Classroom Observation 2.0
Despite a culture shift in the value of classroom observations for making judgements, observation is still very much a regular practice in most schools. This book, written by Prof Matt O’Leary, is an essential read for anyone who has responsibility for observing others.
Based on good research, it shows how effective observations can be when based on reliable evaluation methods. An excellent book for improving observation techniques and adding more value to the results.
Retrieval practice is a very topical idea in education. This book, by Kate Jones, a current teacher, is an excellent example of sharing peer knowledge and research findings to enhance practice.
It provides excellent evidence based ideas to help teachers in the classroom at primary and secondary to develop strategies for improving teaching, learning and long term memory.
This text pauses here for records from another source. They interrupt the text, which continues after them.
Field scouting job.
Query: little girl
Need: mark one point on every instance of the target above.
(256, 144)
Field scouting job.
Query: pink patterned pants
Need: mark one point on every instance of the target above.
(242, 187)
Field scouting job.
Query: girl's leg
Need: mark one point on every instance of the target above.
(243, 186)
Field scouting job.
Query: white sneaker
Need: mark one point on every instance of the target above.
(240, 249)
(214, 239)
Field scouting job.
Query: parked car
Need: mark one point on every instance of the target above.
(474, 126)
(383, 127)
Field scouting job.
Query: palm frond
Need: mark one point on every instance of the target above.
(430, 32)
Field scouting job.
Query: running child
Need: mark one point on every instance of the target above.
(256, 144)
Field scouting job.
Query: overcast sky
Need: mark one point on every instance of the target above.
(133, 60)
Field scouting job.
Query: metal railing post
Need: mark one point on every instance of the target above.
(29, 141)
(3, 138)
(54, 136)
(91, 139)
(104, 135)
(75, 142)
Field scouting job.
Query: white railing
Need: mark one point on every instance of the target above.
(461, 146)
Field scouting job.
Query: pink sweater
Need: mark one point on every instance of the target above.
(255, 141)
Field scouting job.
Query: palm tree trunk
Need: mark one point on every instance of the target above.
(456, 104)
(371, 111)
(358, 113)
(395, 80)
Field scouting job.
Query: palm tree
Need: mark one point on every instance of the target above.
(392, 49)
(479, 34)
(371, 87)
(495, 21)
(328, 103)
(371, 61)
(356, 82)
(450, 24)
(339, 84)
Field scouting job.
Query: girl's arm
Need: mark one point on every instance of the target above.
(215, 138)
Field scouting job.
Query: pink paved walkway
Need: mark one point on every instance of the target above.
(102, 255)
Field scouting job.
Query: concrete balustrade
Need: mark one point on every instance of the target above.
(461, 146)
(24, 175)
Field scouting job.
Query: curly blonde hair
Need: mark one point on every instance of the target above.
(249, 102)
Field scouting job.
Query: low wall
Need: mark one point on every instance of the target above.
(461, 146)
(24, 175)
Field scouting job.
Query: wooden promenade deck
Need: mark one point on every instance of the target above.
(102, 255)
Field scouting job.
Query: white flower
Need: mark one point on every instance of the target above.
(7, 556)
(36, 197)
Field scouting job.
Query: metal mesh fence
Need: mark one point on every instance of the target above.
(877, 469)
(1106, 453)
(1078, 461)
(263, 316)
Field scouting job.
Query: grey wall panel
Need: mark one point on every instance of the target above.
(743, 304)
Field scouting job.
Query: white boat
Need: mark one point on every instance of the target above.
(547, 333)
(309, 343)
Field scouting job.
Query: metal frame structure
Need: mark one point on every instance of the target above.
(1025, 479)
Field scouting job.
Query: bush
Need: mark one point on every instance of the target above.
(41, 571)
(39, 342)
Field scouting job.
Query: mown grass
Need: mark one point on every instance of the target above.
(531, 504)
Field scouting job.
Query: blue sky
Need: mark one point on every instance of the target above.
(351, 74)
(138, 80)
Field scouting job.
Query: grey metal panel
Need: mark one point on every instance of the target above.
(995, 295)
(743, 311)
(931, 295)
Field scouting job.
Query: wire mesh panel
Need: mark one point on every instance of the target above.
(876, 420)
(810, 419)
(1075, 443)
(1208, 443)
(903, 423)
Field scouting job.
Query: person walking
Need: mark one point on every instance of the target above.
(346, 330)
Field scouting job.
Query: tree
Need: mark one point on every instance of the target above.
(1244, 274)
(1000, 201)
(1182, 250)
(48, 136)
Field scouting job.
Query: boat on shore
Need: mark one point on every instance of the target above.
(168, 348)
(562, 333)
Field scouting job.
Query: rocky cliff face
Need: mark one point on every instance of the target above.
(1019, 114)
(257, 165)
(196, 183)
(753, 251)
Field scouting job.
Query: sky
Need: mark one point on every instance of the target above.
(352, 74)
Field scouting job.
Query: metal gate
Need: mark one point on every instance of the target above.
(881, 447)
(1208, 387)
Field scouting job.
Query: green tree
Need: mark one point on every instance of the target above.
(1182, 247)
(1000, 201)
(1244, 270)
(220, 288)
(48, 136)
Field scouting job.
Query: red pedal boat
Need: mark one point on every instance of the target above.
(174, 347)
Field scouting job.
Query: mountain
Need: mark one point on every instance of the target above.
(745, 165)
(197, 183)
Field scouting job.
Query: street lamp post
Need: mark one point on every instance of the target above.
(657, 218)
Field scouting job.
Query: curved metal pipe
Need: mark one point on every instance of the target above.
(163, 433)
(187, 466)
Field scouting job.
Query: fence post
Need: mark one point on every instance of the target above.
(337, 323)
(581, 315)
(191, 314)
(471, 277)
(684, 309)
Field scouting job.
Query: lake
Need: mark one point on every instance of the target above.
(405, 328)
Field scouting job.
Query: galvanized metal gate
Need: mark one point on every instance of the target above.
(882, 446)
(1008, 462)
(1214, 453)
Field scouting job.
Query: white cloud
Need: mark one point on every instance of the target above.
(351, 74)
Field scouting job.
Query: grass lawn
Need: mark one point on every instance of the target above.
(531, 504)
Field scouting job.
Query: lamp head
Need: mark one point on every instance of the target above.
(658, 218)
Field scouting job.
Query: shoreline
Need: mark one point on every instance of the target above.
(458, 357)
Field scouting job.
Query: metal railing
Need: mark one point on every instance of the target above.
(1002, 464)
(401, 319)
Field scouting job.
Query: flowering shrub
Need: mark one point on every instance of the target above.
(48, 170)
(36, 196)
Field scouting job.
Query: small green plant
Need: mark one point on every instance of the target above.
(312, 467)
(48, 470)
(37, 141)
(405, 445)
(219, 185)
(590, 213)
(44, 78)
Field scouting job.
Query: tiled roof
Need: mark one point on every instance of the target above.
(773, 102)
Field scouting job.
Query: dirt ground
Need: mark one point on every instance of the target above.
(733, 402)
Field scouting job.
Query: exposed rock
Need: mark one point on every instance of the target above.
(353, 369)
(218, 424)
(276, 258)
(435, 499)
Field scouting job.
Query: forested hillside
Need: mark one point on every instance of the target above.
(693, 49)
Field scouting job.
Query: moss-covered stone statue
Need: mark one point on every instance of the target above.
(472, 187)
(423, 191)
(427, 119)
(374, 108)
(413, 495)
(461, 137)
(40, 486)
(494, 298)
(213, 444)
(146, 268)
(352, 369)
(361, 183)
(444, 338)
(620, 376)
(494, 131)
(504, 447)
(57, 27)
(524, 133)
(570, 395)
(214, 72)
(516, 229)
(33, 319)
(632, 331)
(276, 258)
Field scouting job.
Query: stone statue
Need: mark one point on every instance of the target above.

This book, written in 2019 is by cognitive scientist Dr Pooja Agarwal and experienced teacher Dr Patrice Bain. Their collaboration led to a practical book that is full of research based ideas to bring easily implemented ideas to be applied in the classroom.
This very accessible book by Tom Sherrington and Oliver Caviglioli presents 50 ideas divided into bite sized chunks with illustrations to inform teachers and provide a range of resources to use in class.
Easy to dip into but backed up by educational research it is a great one for teachers to have in their toolkit.
Connect the Dots
Tricia Taylor wrote this book in 2019 to explore the connection between relationships, memory and mindsets in relation to learning.
Based on excellent research in the field it contains useful guides for leaders to enable them to develop CPD training for staff as well as making it a great read for those teachers interested in cognitive science.